BUSINESSWEEK ONLINE : OCTOBER 30, 2000 ISSUE
INFORMATION TECHNOLOGY

Paying Up


Banks, merchants, and Net startups want consumers to pay their bills electronically. Here's how the competition stacks up:

BANKS
Banks are selling services that let you pay bills electronically.

PRO: By bundling bill payment with other online services--including the ability to check balances and apply for loans--banks say customers will be able to pay bills while watching their broader financial picture.

CON: Not automated enough. The approach often makes users remember each due date, then enter billing information, reducing time savings.


MERCHANTS
Retailers, utilities, and other billers send customers bills by e-mail instead of paper.

PRO: Merchants cut costs and can tailor promotions that accompany bills to each customer.
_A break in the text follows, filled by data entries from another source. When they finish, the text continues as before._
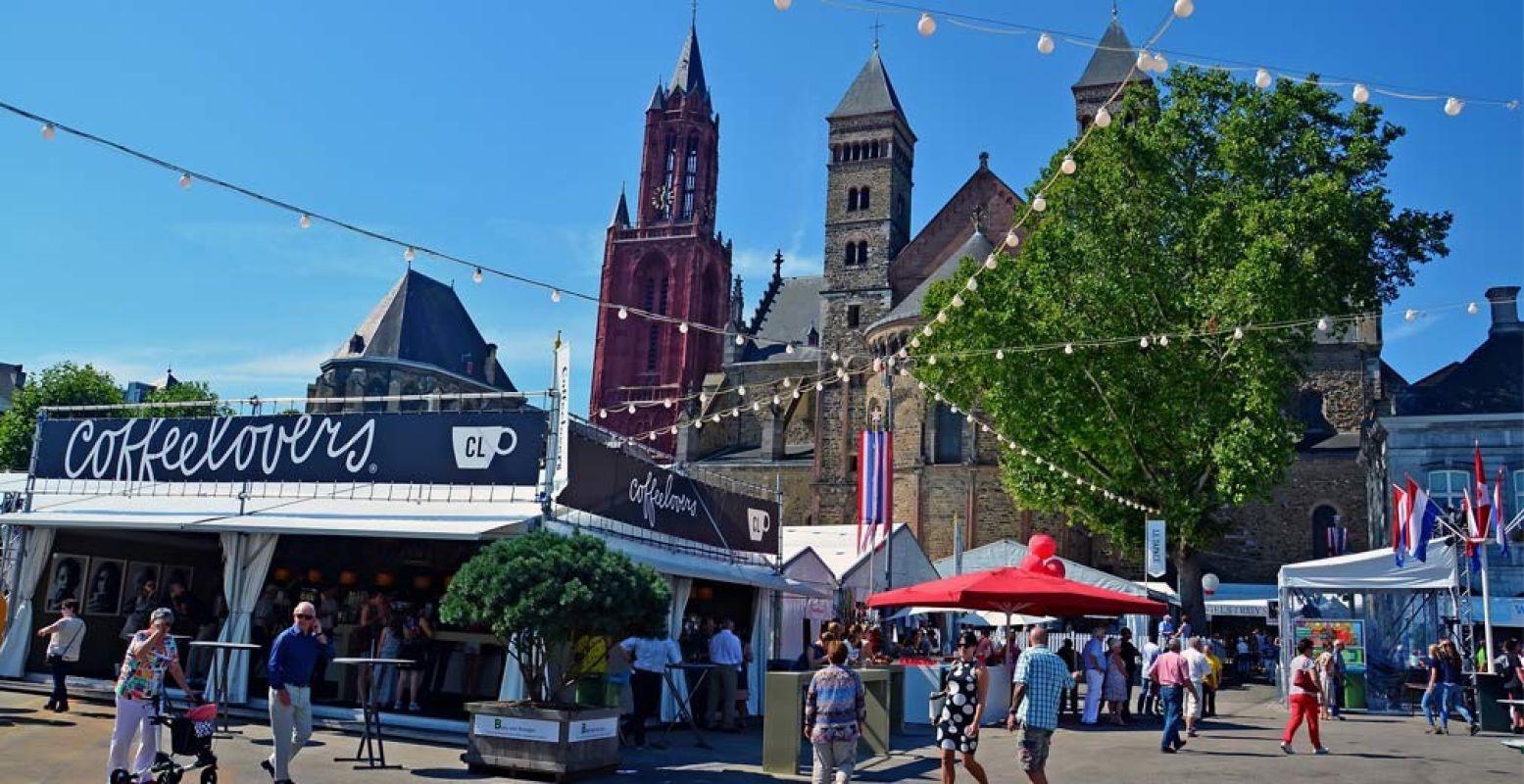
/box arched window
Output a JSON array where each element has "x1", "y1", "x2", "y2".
[{"x1": 1312, "y1": 504, "x2": 1338, "y2": 559}]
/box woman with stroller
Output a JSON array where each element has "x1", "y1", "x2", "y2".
[{"x1": 105, "y1": 607, "x2": 197, "y2": 784}]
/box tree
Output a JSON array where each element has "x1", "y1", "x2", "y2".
[
  {"x1": 439, "y1": 531, "x2": 672, "y2": 705},
  {"x1": 0, "y1": 362, "x2": 122, "y2": 471},
  {"x1": 916, "y1": 69, "x2": 1450, "y2": 617}
]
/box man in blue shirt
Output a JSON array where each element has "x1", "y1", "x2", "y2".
[
  {"x1": 1006, "y1": 627, "x2": 1077, "y2": 784},
  {"x1": 259, "y1": 601, "x2": 334, "y2": 784}
]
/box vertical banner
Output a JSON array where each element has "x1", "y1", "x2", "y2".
[{"x1": 1143, "y1": 520, "x2": 1169, "y2": 576}]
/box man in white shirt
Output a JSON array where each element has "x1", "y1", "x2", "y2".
[
  {"x1": 1079, "y1": 625, "x2": 1106, "y2": 724},
  {"x1": 704, "y1": 617, "x2": 741, "y2": 732},
  {"x1": 1181, "y1": 638, "x2": 1211, "y2": 738},
  {"x1": 618, "y1": 631, "x2": 683, "y2": 749}
]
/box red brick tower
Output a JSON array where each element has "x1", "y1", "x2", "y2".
[{"x1": 591, "y1": 27, "x2": 730, "y2": 453}]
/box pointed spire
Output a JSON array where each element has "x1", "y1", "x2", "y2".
[
  {"x1": 672, "y1": 25, "x2": 709, "y2": 96},
  {"x1": 608, "y1": 184, "x2": 629, "y2": 228}
]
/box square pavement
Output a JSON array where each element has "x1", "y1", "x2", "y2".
[{"x1": 0, "y1": 683, "x2": 1524, "y2": 784}]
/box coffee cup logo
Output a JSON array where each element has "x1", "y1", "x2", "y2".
[
  {"x1": 747, "y1": 508, "x2": 772, "y2": 542},
  {"x1": 450, "y1": 427, "x2": 518, "y2": 471}
]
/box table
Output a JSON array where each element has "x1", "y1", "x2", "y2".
[
  {"x1": 662, "y1": 663, "x2": 717, "y2": 749},
  {"x1": 332, "y1": 656, "x2": 413, "y2": 770},
  {"x1": 190, "y1": 639, "x2": 259, "y2": 738}
]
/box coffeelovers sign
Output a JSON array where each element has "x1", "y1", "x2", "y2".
[
  {"x1": 557, "y1": 433, "x2": 779, "y2": 556},
  {"x1": 33, "y1": 409, "x2": 547, "y2": 485}
]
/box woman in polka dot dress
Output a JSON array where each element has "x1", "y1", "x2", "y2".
[{"x1": 937, "y1": 631, "x2": 989, "y2": 784}]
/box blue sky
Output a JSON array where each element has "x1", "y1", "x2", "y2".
[{"x1": 0, "y1": 0, "x2": 1524, "y2": 411}]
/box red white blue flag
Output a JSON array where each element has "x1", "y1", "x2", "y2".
[{"x1": 858, "y1": 430, "x2": 895, "y2": 552}]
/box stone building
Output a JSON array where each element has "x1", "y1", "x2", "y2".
[{"x1": 307, "y1": 269, "x2": 521, "y2": 414}]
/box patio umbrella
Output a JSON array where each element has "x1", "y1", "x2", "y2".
[{"x1": 867, "y1": 565, "x2": 1164, "y2": 617}]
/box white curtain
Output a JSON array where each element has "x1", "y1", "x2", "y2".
[
  {"x1": 662, "y1": 576, "x2": 694, "y2": 721},
  {"x1": 207, "y1": 532, "x2": 280, "y2": 705},
  {"x1": 747, "y1": 589, "x2": 772, "y2": 715},
  {"x1": 0, "y1": 526, "x2": 55, "y2": 677}
]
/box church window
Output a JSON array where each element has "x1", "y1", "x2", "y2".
[
  {"x1": 1419, "y1": 471, "x2": 1471, "y2": 511},
  {"x1": 1312, "y1": 504, "x2": 1338, "y2": 559},
  {"x1": 931, "y1": 403, "x2": 963, "y2": 464},
  {"x1": 683, "y1": 136, "x2": 698, "y2": 220}
]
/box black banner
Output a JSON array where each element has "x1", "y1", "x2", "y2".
[
  {"x1": 557, "y1": 433, "x2": 779, "y2": 556},
  {"x1": 36, "y1": 409, "x2": 547, "y2": 485}
]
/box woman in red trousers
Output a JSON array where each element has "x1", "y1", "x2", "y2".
[{"x1": 1280, "y1": 638, "x2": 1329, "y2": 754}]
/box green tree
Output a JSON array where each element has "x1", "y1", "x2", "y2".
[
  {"x1": 0, "y1": 362, "x2": 122, "y2": 471},
  {"x1": 916, "y1": 69, "x2": 1450, "y2": 617},
  {"x1": 128, "y1": 381, "x2": 233, "y2": 417},
  {"x1": 439, "y1": 531, "x2": 672, "y2": 704}
]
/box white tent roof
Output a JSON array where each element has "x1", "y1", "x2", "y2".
[{"x1": 1277, "y1": 540, "x2": 1455, "y2": 593}]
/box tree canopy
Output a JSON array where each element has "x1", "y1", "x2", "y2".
[
  {"x1": 439, "y1": 531, "x2": 672, "y2": 704},
  {"x1": 916, "y1": 69, "x2": 1450, "y2": 612}
]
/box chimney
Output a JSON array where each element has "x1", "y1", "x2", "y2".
[
  {"x1": 1488, "y1": 285, "x2": 1524, "y2": 335},
  {"x1": 481, "y1": 343, "x2": 497, "y2": 386}
]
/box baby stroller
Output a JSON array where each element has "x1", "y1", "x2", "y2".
[{"x1": 112, "y1": 700, "x2": 217, "y2": 784}]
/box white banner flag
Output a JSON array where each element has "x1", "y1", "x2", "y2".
[{"x1": 1143, "y1": 520, "x2": 1169, "y2": 576}]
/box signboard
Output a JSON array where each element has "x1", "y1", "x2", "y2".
[
  {"x1": 557, "y1": 435, "x2": 779, "y2": 556},
  {"x1": 36, "y1": 409, "x2": 546, "y2": 485},
  {"x1": 1143, "y1": 520, "x2": 1169, "y2": 576},
  {"x1": 470, "y1": 713, "x2": 561, "y2": 743},
  {"x1": 1291, "y1": 617, "x2": 1365, "y2": 672}
]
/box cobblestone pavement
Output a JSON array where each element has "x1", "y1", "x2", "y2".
[{"x1": 0, "y1": 685, "x2": 1524, "y2": 784}]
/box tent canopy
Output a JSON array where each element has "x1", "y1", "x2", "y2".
[
  {"x1": 1277, "y1": 540, "x2": 1455, "y2": 593},
  {"x1": 867, "y1": 567, "x2": 1164, "y2": 617}
]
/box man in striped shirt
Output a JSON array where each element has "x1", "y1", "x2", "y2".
[{"x1": 1006, "y1": 627, "x2": 1076, "y2": 784}]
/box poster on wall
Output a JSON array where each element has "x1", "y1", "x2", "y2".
[
  {"x1": 84, "y1": 559, "x2": 126, "y2": 614},
  {"x1": 35, "y1": 408, "x2": 547, "y2": 486},
  {"x1": 557, "y1": 435, "x2": 779, "y2": 556},
  {"x1": 1291, "y1": 617, "x2": 1365, "y2": 672},
  {"x1": 43, "y1": 552, "x2": 90, "y2": 613}
]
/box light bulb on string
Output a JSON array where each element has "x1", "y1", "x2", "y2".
[{"x1": 916, "y1": 11, "x2": 937, "y2": 35}]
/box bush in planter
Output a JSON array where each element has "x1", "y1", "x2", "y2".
[{"x1": 439, "y1": 531, "x2": 672, "y2": 705}]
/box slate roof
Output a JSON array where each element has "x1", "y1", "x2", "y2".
[
  {"x1": 826, "y1": 49, "x2": 906, "y2": 119},
  {"x1": 1074, "y1": 17, "x2": 1153, "y2": 90},
  {"x1": 324, "y1": 269, "x2": 516, "y2": 392}
]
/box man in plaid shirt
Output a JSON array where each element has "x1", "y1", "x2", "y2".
[{"x1": 1006, "y1": 627, "x2": 1077, "y2": 784}]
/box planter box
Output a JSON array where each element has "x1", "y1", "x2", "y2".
[{"x1": 461, "y1": 702, "x2": 618, "y2": 781}]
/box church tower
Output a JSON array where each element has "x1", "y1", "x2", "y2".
[
  {"x1": 815, "y1": 44, "x2": 916, "y2": 524},
  {"x1": 590, "y1": 27, "x2": 731, "y2": 453}
]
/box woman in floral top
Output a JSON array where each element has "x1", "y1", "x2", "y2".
[{"x1": 105, "y1": 607, "x2": 195, "y2": 782}]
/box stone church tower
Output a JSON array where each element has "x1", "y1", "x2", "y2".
[{"x1": 591, "y1": 27, "x2": 733, "y2": 452}]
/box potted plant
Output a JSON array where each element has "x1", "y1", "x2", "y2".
[{"x1": 439, "y1": 531, "x2": 670, "y2": 779}]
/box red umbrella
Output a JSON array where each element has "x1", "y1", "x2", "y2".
[{"x1": 867, "y1": 565, "x2": 1164, "y2": 617}]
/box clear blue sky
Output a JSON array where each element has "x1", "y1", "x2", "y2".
[{"x1": 0, "y1": 0, "x2": 1524, "y2": 409}]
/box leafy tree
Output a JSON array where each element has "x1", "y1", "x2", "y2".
[
  {"x1": 439, "y1": 531, "x2": 672, "y2": 705},
  {"x1": 0, "y1": 362, "x2": 122, "y2": 471},
  {"x1": 916, "y1": 69, "x2": 1450, "y2": 617}
]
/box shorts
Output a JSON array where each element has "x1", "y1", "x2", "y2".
[{"x1": 1016, "y1": 726, "x2": 1054, "y2": 773}]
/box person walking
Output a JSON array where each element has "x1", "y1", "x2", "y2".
[
  {"x1": 1148, "y1": 639, "x2": 1197, "y2": 754},
  {"x1": 1006, "y1": 627, "x2": 1077, "y2": 784},
  {"x1": 805, "y1": 642, "x2": 867, "y2": 784},
  {"x1": 937, "y1": 631, "x2": 989, "y2": 784},
  {"x1": 105, "y1": 607, "x2": 197, "y2": 784},
  {"x1": 618, "y1": 630, "x2": 683, "y2": 749},
  {"x1": 259, "y1": 601, "x2": 334, "y2": 784},
  {"x1": 704, "y1": 617, "x2": 745, "y2": 732},
  {"x1": 1439, "y1": 639, "x2": 1481, "y2": 735},
  {"x1": 1280, "y1": 638, "x2": 1329, "y2": 754},
  {"x1": 1079, "y1": 625, "x2": 1106, "y2": 724},
  {"x1": 36, "y1": 600, "x2": 85, "y2": 713}
]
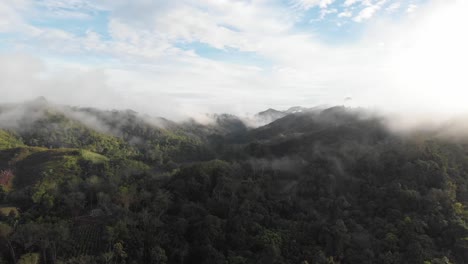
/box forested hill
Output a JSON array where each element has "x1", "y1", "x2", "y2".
[{"x1": 0, "y1": 98, "x2": 468, "y2": 264}]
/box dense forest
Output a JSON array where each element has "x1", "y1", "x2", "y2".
[{"x1": 0, "y1": 98, "x2": 468, "y2": 264}]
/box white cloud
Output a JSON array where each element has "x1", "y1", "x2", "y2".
[
  {"x1": 406, "y1": 4, "x2": 418, "y2": 13},
  {"x1": 294, "y1": 0, "x2": 335, "y2": 10},
  {"x1": 385, "y1": 2, "x2": 401, "y2": 13},
  {"x1": 338, "y1": 10, "x2": 353, "y2": 17},
  {"x1": 344, "y1": 0, "x2": 361, "y2": 7},
  {"x1": 0, "y1": 0, "x2": 468, "y2": 118},
  {"x1": 353, "y1": 0, "x2": 386, "y2": 22}
]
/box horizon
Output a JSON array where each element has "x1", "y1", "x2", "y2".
[{"x1": 0, "y1": 0, "x2": 468, "y2": 119}]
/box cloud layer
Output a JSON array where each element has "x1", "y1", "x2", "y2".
[{"x1": 0, "y1": 0, "x2": 468, "y2": 118}]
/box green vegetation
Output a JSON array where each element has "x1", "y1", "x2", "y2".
[
  {"x1": 0, "y1": 129, "x2": 24, "y2": 149},
  {"x1": 0, "y1": 102, "x2": 468, "y2": 264}
]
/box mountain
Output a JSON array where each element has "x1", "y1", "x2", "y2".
[{"x1": 0, "y1": 98, "x2": 468, "y2": 264}]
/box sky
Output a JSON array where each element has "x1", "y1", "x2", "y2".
[{"x1": 0, "y1": 0, "x2": 468, "y2": 119}]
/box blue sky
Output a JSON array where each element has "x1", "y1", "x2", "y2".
[{"x1": 0, "y1": 0, "x2": 466, "y2": 118}]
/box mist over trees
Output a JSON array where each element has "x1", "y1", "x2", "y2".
[{"x1": 0, "y1": 99, "x2": 468, "y2": 264}]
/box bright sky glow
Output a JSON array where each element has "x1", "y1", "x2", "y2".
[{"x1": 0, "y1": 0, "x2": 468, "y2": 118}]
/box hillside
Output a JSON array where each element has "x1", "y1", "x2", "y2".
[{"x1": 0, "y1": 99, "x2": 468, "y2": 264}]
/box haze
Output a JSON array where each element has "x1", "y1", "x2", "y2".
[{"x1": 0, "y1": 0, "x2": 468, "y2": 119}]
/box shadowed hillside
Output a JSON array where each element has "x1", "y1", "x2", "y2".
[{"x1": 0, "y1": 99, "x2": 468, "y2": 264}]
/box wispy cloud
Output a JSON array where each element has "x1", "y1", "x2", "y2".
[{"x1": 0, "y1": 0, "x2": 468, "y2": 117}]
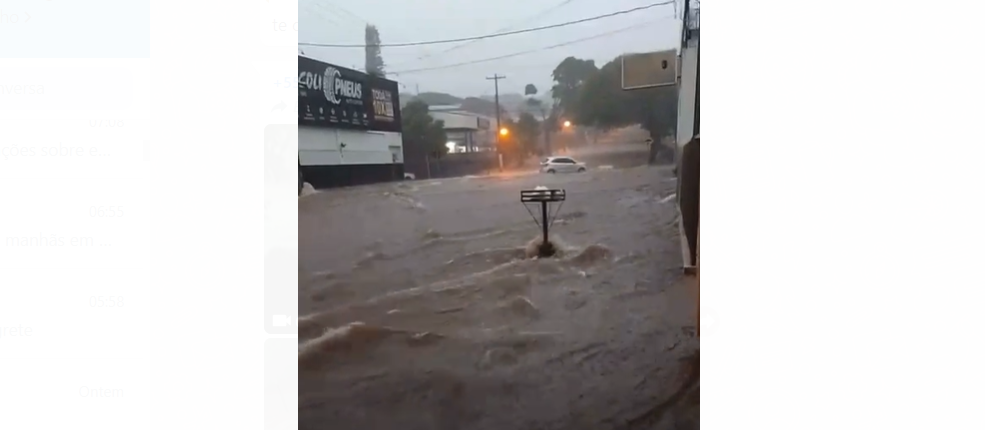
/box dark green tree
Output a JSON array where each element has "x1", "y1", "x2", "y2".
[
  {"x1": 366, "y1": 24, "x2": 386, "y2": 77},
  {"x1": 551, "y1": 57, "x2": 598, "y2": 116},
  {"x1": 400, "y1": 100, "x2": 448, "y2": 156}
]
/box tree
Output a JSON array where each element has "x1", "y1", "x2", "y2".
[
  {"x1": 366, "y1": 24, "x2": 386, "y2": 78},
  {"x1": 551, "y1": 57, "x2": 598, "y2": 119},
  {"x1": 400, "y1": 100, "x2": 448, "y2": 156},
  {"x1": 516, "y1": 112, "x2": 540, "y2": 157},
  {"x1": 573, "y1": 57, "x2": 677, "y2": 149}
]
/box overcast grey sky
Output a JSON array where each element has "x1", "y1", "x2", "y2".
[{"x1": 298, "y1": 0, "x2": 682, "y2": 96}]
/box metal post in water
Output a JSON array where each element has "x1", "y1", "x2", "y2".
[
  {"x1": 520, "y1": 186, "x2": 567, "y2": 257},
  {"x1": 540, "y1": 202, "x2": 548, "y2": 245}
]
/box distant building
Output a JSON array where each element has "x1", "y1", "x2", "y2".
[{"x1": 430, "y1": 105, "x2": 496, "y2": 152}]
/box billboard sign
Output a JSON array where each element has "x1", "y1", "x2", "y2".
[
  {"x1": 622, "y1": 50, "x2": 677, "y2": 90},
  {"x1": 298, "y1": 55, "x2": 401, "y2": 132}
]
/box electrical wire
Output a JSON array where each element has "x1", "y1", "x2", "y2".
[
  {"x1": 298, "y1": 0, "x2": 674, "y2": 48},
  {"x1": 387, "y1": 20, "x2": 659, "y2": 75}
]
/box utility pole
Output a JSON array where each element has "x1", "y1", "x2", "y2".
[{"x1": 486, "y1": 74, "x2": 506, "y2": 140}]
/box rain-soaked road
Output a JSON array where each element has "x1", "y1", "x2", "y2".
[{"x1": 298, "y1": 155, "x2": 699, "y2": 430}]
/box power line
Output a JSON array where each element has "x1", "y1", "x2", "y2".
[
  {"x1": 298, "y1": 0, "x2": 674, "y2": 48},
  {"x1": 386, "y1": 0, "x2": 584, "y2": 65},
  {"x1": 387, "y1": 21, "x2": 668, "y2": 75}
]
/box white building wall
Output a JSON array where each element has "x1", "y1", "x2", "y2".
[
  {"x1": 298, "y1": 126, "x2": 404, "y2": 166},
  {"x1": 677, "y1": 40, "x2": 698, "y2": 147}
]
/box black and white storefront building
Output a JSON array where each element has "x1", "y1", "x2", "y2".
[{"x1": 298, "y1": 56, "x2": 404, "y2": 188}]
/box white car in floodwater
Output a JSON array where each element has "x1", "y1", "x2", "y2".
[{"x1": 540, "y1": 157, "x2": 588, "y2": 173}]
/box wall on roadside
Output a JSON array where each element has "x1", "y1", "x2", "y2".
[{"x1": 404, "y1": 151, "x2": 499, "y2": 179}]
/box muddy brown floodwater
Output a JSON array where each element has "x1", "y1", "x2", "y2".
[{"x1": 298, "y1": 160, "x2": 699, "y2": 430}]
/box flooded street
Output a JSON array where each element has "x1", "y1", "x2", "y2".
[{"x1": 298, "y1": 156, "x2": 699, "y2": 430}]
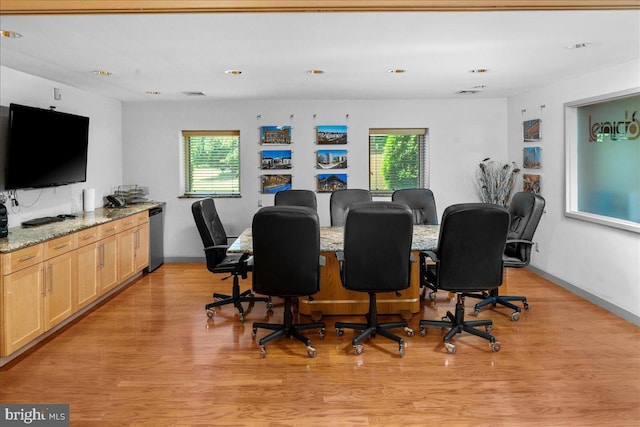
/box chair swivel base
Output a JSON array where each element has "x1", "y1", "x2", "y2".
[
  {"x1": 464, "y1": 289, "x2": 531, "y2": 322},
  {"x1": 335, "y1": 293, "x2": 413, "y2": 357},
  {"x1": 420, "y1": 294, "x2": 500, "y2": 354},
  {"x1": 204, "y1": 276, "x2": 271, "y2": 322},
  {"x1": 251, "y1": 297, "x2": 326, "y2": 358}
]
CON: Receiving e-bills straight from merchants forces consumers to log on to each biller's site individually.


BILL PRESENTMENT SERVICES
Services like Paytrust and CyberBills send consumers bills by e-mail. Users tell their creditors to forward monthly statements to these cyber-billers, who scan paper bills into their computers and zip an e-mail alert to customers when a payment is due.

PRO: Presentment services cut manual labor out of online bill-paying and save consumers time.

CON: Skeptics say high labor costs of scanning will keep such services too expensive for large-scale adoption.